Ready to talk Tigers? Want to hear the opinion of the TigsTown staff on some of the hot button topics of the offseason? Welcome to the TigsTown Roundtable! This week's question: Looking back on 2008, who is one prospect you expected to make a leap that didn't?

Paul Wezner, Executive Editor
Every year there are players you expect have a shot at breaking out, and don't quite make the leap, but the one guy I really had high hopes for in 2008 was Audy Ciriaco. Getting another year of experience and development I thought would help Ciriaco's immense tools start to show on the field, and taking into account that he was then repeating West Michigan, I thought he had a great shot at emerging as a top prospect for the 'Caps. Ciriaco did make some improvements, but unfortunately the progress wasn't nearly enough, especially considering how poor his 2007 season was to begin with. I still haven't given up hope on Ciriaco, but for a guy that has the tools that Ciriaco does, a breakout has to truly show in the stat line.

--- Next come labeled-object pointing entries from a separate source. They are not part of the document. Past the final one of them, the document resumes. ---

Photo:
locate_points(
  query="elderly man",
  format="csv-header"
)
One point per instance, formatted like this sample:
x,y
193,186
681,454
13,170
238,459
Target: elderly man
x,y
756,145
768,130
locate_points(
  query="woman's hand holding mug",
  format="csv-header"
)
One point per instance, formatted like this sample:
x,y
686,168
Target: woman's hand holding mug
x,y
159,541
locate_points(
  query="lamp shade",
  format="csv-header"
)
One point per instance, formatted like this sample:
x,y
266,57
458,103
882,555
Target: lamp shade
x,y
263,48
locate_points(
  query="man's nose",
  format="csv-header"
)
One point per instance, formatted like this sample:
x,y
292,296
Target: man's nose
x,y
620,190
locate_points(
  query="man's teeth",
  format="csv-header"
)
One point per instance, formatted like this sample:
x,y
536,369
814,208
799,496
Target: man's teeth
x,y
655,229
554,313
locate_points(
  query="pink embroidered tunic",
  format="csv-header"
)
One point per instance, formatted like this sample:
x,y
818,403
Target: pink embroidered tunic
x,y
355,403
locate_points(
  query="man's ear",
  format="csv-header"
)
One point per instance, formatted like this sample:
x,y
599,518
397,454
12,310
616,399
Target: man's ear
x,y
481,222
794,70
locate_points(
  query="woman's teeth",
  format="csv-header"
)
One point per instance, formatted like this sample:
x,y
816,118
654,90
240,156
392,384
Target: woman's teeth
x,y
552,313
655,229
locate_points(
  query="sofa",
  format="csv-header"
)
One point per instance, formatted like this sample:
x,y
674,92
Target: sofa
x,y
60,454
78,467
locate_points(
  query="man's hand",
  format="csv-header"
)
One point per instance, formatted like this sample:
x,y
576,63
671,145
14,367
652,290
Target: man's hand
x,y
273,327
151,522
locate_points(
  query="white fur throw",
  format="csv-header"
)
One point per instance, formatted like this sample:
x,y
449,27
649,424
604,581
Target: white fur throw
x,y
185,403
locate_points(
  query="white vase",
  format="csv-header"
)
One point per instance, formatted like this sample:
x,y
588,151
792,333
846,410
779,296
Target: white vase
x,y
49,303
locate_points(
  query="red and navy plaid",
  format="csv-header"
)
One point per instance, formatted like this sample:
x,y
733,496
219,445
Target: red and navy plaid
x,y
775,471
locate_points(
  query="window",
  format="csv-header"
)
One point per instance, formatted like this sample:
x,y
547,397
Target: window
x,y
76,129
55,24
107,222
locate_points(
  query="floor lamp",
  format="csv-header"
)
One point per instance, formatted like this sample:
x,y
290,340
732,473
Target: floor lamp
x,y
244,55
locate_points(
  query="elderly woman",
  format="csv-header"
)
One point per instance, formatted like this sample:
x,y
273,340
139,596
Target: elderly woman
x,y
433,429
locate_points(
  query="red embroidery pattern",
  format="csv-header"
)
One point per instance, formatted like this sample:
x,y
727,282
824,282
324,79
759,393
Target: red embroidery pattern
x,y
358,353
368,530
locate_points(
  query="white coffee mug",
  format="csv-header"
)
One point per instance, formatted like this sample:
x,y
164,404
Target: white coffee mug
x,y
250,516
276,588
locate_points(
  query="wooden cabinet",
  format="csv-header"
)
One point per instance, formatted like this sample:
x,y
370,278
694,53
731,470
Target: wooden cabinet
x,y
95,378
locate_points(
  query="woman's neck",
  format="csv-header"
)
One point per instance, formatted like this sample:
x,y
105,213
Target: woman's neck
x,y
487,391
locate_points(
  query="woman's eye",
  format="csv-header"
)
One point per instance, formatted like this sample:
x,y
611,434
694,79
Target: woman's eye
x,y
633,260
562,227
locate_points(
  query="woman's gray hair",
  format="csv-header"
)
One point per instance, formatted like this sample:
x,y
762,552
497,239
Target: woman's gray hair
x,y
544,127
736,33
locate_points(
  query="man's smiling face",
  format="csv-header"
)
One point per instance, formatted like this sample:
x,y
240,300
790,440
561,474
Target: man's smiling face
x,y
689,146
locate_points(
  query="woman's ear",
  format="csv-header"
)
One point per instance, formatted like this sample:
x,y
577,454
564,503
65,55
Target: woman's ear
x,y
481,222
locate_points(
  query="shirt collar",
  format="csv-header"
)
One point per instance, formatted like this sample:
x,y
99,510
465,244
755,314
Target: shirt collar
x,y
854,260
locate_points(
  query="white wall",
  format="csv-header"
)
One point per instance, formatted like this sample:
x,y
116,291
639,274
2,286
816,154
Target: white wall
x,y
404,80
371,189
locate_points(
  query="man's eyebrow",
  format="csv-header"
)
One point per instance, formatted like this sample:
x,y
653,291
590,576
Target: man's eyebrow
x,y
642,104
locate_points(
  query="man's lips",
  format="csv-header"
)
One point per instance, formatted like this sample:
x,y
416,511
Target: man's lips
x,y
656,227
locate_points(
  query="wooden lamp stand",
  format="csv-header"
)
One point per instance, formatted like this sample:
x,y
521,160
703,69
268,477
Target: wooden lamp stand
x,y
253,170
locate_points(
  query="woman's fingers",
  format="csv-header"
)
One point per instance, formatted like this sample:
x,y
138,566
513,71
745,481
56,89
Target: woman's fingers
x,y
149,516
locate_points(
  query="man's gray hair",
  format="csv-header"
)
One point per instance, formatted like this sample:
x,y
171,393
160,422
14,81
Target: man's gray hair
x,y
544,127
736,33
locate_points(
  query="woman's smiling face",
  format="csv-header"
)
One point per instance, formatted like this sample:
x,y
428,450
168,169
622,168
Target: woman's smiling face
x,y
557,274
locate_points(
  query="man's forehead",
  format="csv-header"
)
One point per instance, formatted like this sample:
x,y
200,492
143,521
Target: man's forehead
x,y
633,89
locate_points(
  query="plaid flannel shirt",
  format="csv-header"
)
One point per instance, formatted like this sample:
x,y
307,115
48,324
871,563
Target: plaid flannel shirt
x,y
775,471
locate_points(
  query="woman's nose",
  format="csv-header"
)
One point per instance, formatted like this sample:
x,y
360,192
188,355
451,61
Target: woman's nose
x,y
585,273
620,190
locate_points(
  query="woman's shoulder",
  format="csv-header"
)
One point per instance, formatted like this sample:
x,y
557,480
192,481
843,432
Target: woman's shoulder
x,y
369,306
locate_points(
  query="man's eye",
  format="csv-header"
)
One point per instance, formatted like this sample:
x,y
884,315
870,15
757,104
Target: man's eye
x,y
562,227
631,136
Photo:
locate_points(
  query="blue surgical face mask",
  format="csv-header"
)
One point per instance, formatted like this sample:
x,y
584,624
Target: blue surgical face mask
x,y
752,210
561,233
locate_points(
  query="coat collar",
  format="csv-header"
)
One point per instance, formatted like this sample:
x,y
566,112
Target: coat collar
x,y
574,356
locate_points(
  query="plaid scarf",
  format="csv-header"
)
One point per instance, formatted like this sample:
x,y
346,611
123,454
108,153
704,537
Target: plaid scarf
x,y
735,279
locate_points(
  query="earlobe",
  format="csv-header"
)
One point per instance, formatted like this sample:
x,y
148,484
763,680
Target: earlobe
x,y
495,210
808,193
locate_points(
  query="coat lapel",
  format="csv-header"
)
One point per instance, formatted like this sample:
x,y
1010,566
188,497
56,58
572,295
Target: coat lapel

Mark Anderson, Managing Editor
There are a couple of players I expected to see take a significant step forward, including guys like Audy Ciriaco, Brennan Boesch, and Hayden Parrot. But the guy I really expected to refine things and prove his Major League readiness was right-hander Virgil Vasquez. Vasquez has never been a dominating starter, but rather a guy with solid stuff and exceptional durability. After struggling with the command of his off-speed stuff in his brief 2007 big league trial, I expected some minor refinements with the arrival of AJ Sager as Pitching Coach in Toledo, and for him to become another option for the Tigers to call upon. That didn't happen as Vasquez's control escaped him for much of the season, and he generally took a large step away from the Major Leagues in 2008. There were some signs of life late in the season as he began to get back to his typical results, but with roster space appearing to be at a premium this winter, the Tigers opted to risk losing him via waivers; and did just that, to the Boston Red Sox.

Jason Avery, Associate Editor, Amateur Baseball
I would've expected more out of outfielder Brennan Boesch. When he was selected in the third round in 2006, he had solid tools with good upside, but he had an awful year at Lakeland by hitting .249 with seven homers and 64 RBIs to go with 90 strikeouts and 36 walks in 417 at-bats. Boesch will be 24 next April, so it will be imperative for him to start showing that promise that led him to be a premium-round pick, or he could fall by the wayside.